At last, if the scanner is also unable to distinguish between the different groups, it should output only the family name of the virus (Dark_Avenger in our example).
5) Modifiers.
It is possible that a virus belongs to a particular family by its structure, but the virus writer has used some kind of concealing of this fact. Such concealing could be the conversion of the virus into a polymorphic one by linking one of the available polymorphic engines to it, or by compressing it with some executable-file compressor (e.g.,PKLite, LZEXE, etc.). The latter method is of concern only if the virus is able to spread in compressed form. Since one and the same virus could be concealed with different methods (or even with more than one method), this could cause classification confusion.
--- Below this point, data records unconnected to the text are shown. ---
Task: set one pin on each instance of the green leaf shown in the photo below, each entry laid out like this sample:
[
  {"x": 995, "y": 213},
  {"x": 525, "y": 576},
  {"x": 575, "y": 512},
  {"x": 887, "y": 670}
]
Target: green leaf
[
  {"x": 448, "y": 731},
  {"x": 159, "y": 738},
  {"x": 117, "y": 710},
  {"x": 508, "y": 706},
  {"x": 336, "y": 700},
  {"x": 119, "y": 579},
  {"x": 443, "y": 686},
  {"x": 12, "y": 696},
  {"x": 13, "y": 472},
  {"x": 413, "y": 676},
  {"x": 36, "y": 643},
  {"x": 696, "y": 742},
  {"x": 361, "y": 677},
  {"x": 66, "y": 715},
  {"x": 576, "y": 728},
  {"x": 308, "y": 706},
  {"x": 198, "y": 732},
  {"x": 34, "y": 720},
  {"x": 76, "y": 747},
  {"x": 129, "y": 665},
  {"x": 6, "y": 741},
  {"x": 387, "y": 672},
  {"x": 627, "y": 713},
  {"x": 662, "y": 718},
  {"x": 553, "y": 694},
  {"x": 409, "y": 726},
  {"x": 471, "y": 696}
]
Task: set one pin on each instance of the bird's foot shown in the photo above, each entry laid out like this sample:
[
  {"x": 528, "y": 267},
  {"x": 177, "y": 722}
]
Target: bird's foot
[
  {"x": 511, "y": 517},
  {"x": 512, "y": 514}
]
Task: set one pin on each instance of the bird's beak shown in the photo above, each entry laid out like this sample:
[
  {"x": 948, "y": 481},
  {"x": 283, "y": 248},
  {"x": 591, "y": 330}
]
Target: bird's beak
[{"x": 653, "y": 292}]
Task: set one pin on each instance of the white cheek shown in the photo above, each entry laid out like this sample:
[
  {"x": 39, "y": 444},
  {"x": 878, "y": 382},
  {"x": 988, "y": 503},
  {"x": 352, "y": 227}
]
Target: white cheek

Such viruses should be classified as if the concealing mechanism has not been used, with a modifier appended to their name. This modifier indicates the particular concealing mechanism used. If the concealing tool conforms to a naming hierarchy, it's full name (e.g., TPE.1_3) should be used as a modifier. When the modifier indicates a compression tool, only the first two characters of the name of the tool should be used.
For instance, the Pogue virus is a member of the Gotcha family, but uses the MtE.0_90 polymorphic engine. Therefore, its full name should be "Gotcha.Pogue:MtE.0_90".
It is permitted to use more than one modifier in the full name of the virus, if the virus uses more than one concealing mechanism, e.g. "Civil_War.1234.A:TPE.1_3:MtE.1_00:PK".